All roads lead to Rome, all Silk Roads lead to China. With the latest, most ambitious Chinese initiative dawning upon us, it is essential for IP right holders to factor in the changes and challenges that come along with the One Belt One Road (OBOR) strategy.
What is the OBOR?
The OBOR is a Chinese strategy which was initiated in 2013. Its aim is to forge closer economic ties by linking Europe and Asia through an improved transport infrastructure, consisting mainly of new rail routes, called 'belts', and new maritime routes, confusingly called 'roads'.
The strategy has gained popularity rapidly, with over 80 countries adhering to the overall initiative since 2013.
One of the 'belts' connects China with Europe, with trains arriving in Paris and London and one of the main 'roads' will start in China and reach Italy through the Suez Canal, connecting with ports in Singapore, Kuala Lumpur, Sri Lanka, Maldives, Seychelles and Africa on the way.

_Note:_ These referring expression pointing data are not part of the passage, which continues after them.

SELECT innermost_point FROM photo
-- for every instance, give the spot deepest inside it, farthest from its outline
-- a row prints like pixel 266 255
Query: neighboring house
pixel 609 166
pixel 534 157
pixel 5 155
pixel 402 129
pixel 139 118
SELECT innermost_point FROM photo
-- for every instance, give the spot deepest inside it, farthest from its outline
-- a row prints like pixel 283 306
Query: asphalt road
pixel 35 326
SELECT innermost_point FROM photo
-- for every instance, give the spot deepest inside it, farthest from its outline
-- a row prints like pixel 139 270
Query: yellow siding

We are, therefore, witnessing the development of a fast transport system that joins together new production countries in Southeast Asia, Central Asia and Africa, with western countries of destination. Add in the lower costs of production, the increasing number of free-trade zones and the less stringent customs controls along the OBOR routes and you’ve got yourself a very favourable environment for counterfeiting and organised crime activities.
The maritime routes will remain cheaper and thus preferred by counterfeiters in some instances, while the new railways provide for much faster transport, which could serve as a more appropriate method of ferrying a wide range of ‘limited life’ goods, such as pharmaceuticals and foodstuffs.
UK, EU and the OBOR
The European Commission has stated that the EU will be the final destination for at least one-third of Chinese exports, with an estimated value in excess of $600 billion per year. By 2020, it is suggested that this could reach $1 trillion.
With the UK set to leave the EU, right holders are concerned that due to a potential bilateral trade deal with China, the UK will become the destination for huge volumes of counterfeit goods, but that the UK will not deploy the corresponding levels of additional customs control. Moreover, there are concerns that post-Brexit, the cooperation between EU and UK customs could suffer, with the EU limiting access to its information and intelligence.
In light of all this, both EU and UK right holders call for long term, policy preparation for the development of the OBOR strategy. They urge the West to take the initiative and improve the customs control capacity at ports, free zones and rail stops, and lobby for better control and expertise in the Southeast Asian, Central Asian and Eastern European countries.
As for the relations between the UK and the EU, right holders believe it vital that the two parties take joint responsibility and work together to ensure safety and security, even after Brexit concludes. This will certainly be a work in progress and we will be sure to keep you updated as things progress.